One high ranking staffer said, "We are going to get creamed in our district since we need the gay vote. It is just only a matter of time that what is happening to Pelosi in San Fran works it way down to our districts. We don’t fucking need it. For God sakes, lets get this out of the way." An elected official in DC told me, "If the President digs in, he then guarantees that the debate will be ugly and divisive. I am really concerned about their intransigence." Another Chief of Staff confided to me that this is a ‘huge mistake’ since it was the President himself that set the expectations.
And the White House is expected to oppose any attempt to move up repeal discussion into this year’s legislative calendar:
Congressional aides said both approaches are likely to face opposition from the White House, which in February laid a timetable built around an extensive Pentagon study that won’t be completed until Dec. 1, pushing a final move on the contentious issue past what’s expected to be Democrats’ toughest election cycle in years.
3 tales of careers ended
But the White House is facing pushback on several fronts at once. On Monday, repeal activists heckled President Barack Obama for several minutes at a fundraiser for Sen. Barbara Boxer in California.
"The sooner we can end this policy, the better," Polis said. "There have been plenty of studies about this policy and how it continues to weaken our military every day that it exists."
Joe Sudbay again:
I just think that the White House and the DNC are making a serious miscalculation as to how much damage they are causing with a core Democratic constituency.

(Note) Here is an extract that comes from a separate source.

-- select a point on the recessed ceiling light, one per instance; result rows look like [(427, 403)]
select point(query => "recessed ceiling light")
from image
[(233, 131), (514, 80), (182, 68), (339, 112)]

Just a reminder, now, about President Obama’s expectation-setting on repeal of Don’t-Ask-Don’t-Tell in his State of the Union Address in January, three short months ago:
"My Administration has a Civil Rights Division that is once again prosecuting civil rights violations and employment discrimination. We finally strengthened our laws to protect against crimes driven by hate. This year, I will work with Congress and our military to finally repeal the law that denies gay Americans the right to serve the country they love because of who they are. It’s the right thing to do."